Ad a. De burgemeester erkent, dat de rekening van Pechtold veel te hoog is; zoodra hij eens in Boxmeer is zal hij er met Pechtold over gaan spreken; dan gaat er zeker veel van de rekening af en komt die zaak in het reine.

Ad b. Toen gemeente cementen ringen voor duikers liet komen, werden er door den veldwachter eenige meer besteld ten behoeve van enkele boeren. Alles kwam tegelijk aan, en werd voorloopig bij veldwachterswoning gedeponeerd. Gemeente heeft niets te maken met de bestelling van den veldwachter; die ringen komen niet op de rekening der gemeenten voor. Deze zaak is dus in orde.

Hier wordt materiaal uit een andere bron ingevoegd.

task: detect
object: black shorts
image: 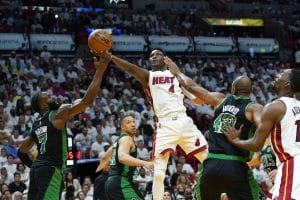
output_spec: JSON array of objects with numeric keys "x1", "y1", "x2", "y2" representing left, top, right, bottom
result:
[
  {"x1": 195, "y1": 158, "x2": 260, "y2": 200},
  {"x1": 105, "y1": 175, "x2": 143, "y2": 200},
  {"x1": 28, "y1": 166, "x2": 63, "y2": 200},
  {"x1": 94, "y1": 172, "x2": 109, "y2": 200}
]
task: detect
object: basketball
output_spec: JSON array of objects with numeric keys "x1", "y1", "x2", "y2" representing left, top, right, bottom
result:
[{"x1": 88, "y1": 29, "x2": 113, "y2": 54}]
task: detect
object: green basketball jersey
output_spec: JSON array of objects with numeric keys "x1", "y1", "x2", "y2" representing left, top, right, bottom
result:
[
  {"x1": 30, "y1": 111, "x2": 67, "y2": 169},
  {"x1": 209, "y1": 95, "x2": 256, "y2": 160},
  {"x1": 260, "y1": 145, "x2": 277, "y2": 174},
  {"x1": 109, "y1": 133, "x2": 137, "y2": 179}
]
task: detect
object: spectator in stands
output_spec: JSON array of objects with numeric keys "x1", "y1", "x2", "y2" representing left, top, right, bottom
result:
[
  {"x1": 8, "y1": 172, "x2": 26, "y2": 193},
  {"x1": 90, "y1": 134, "x2": 105, "y2": 158},
  {"x1": 176, "y1": 174, "x2": 191, "y2": 188},
  {"x1": 0, "y1": 167, "x2": 14, "y2": 185},
  {"x1": 40, "y1": 45, "x2": 52, "y2": 62},
  {"x1": 1, "y1": 189, "x2": 12, "y2": 200},
  {"x1": 0, "y1": 120, "x2": 10, "y2": 148},
  {"x1": 3, "y1": 155, "x2": 16, "y2": 175},
  {"x1": 177, "y1": 155, "x2": 194, "y2": 175},
  {"x1": 16, "y1": 163, "x2": 29, "y2": 185},
  {"x1": 74, "y1": 126, "x2": 92, "y2": 159},
  {"x1": 82, "y1": 176, "x2": 93, "y2": 198},
  {"x1": 136, "y1": 139, "x2": 150, "y2": 160},
  {"x1": 0, "y1": 148, "x2": 7, "y2": 167},
  {"x1": 64, "y1": 171, "x2": 81, "y2": 196},
  {"x1": 12, "y1": 191, "x2": 23, "y2": 200},
  {"x1": 134, "y1": 167, "x2": 152, "y2": 193},
  {"x1": 9, "y1": 129, "x2": 23, "y2": 148},
  {"x1": 170, "y1": 162, "x2": 183, "y2": 188}
]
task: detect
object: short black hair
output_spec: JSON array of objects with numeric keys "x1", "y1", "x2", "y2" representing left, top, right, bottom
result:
[
  {"x1": 120, "y1": 115, "x2": 133, "y2": 125},
  {"x1": 290, "y1": 69, "x2": 300, "y2": 93},
  {"x1": 31, "y1": 92, "x2": 41, "y2": 113},
  {"x1": 149, "y1": 48, "x2": 166, "y2": 56}
]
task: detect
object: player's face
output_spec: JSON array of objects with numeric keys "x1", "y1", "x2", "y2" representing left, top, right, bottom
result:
[
  {"x1": 121, "y1": 116, "x2": 136, "y2": 136},
  {"x1": 274, "y1": 70, "x2": 291, "y2": 94},
  {"x1": 39, "y1": 92, "x2": 60, "y2": 111},
  {"x1": 149, "y1": 50, "x2": 165, "y2": 70}
]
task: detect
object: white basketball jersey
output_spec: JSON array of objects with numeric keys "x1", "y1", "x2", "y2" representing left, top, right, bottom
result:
[
  {"x1": 145, "y1": 70, "x2": 186, "y2": 117},
  {"x1": 270, "y1": 97, "x2": 300, "y2": 164}
]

Ad c. Gemeente gebruikt gazoline in de straatlantarens; tegen de bedoeling werd er korts een heel groot vat met gazoline ontvangen in plaats van een klein.’s Zomers branden de straatlantarens niet; wanneer men nu het nog half gevulde vat gazoline tot het najaar bewaard had, dan was die gazoline niet veel meer waard geweest. Daarom verkocht, op last van den burgemeester, de veldwachter de aanwezige gazoline tegen den kostenden prijs aan een logementhouder, aan het hoofd der school enz. De opbrengst zal regelmatig in de rekening verantwoord worden.

De woning van Van Deursen, met op de achtergrond de kerk en de school, ca. 1912De woning van Van Deursen, met op de achtergrond de kerk en de school, ca. 1912

Ad d. en e. Deze klachten zijn gegrond; de burgemeester bouwde in 1908 zijne woning en betrok die den 1 October 1908. Hij vergat tot nu toe het voor grond en grind verschuldigde bedrag in de gemeentekas te storten.

Sinds 1840 verkocht gemeente 500 H.A. onder Haps 39 H.A. onder Wanroij en 5 H.A. onder Mill. Gemeente gaf o.a. f. 15.000 voor den bouw van een toren en f. 20.000 voor den bouw van een gasthuis. Voor onderhoud waterleidingen besteedt gemeente thans f. 900(?) per jaar, f. 300 meer dan vroeger. Dat geld is goed besteed; de broekgronden krijgen waarde, wanneer ze ontwaterd zijn; met kunstmest is er dan heel wat van te maken. In den laatsten tijd verpacht men de gronden voor 20 jaren; er wordt veel geld voor geboden; met dat systeem denkt men voorloopig te blijven doorgaan. Men hoopt, dat de verbetering van de Raam in 1909 zal worden tot stand gebracht.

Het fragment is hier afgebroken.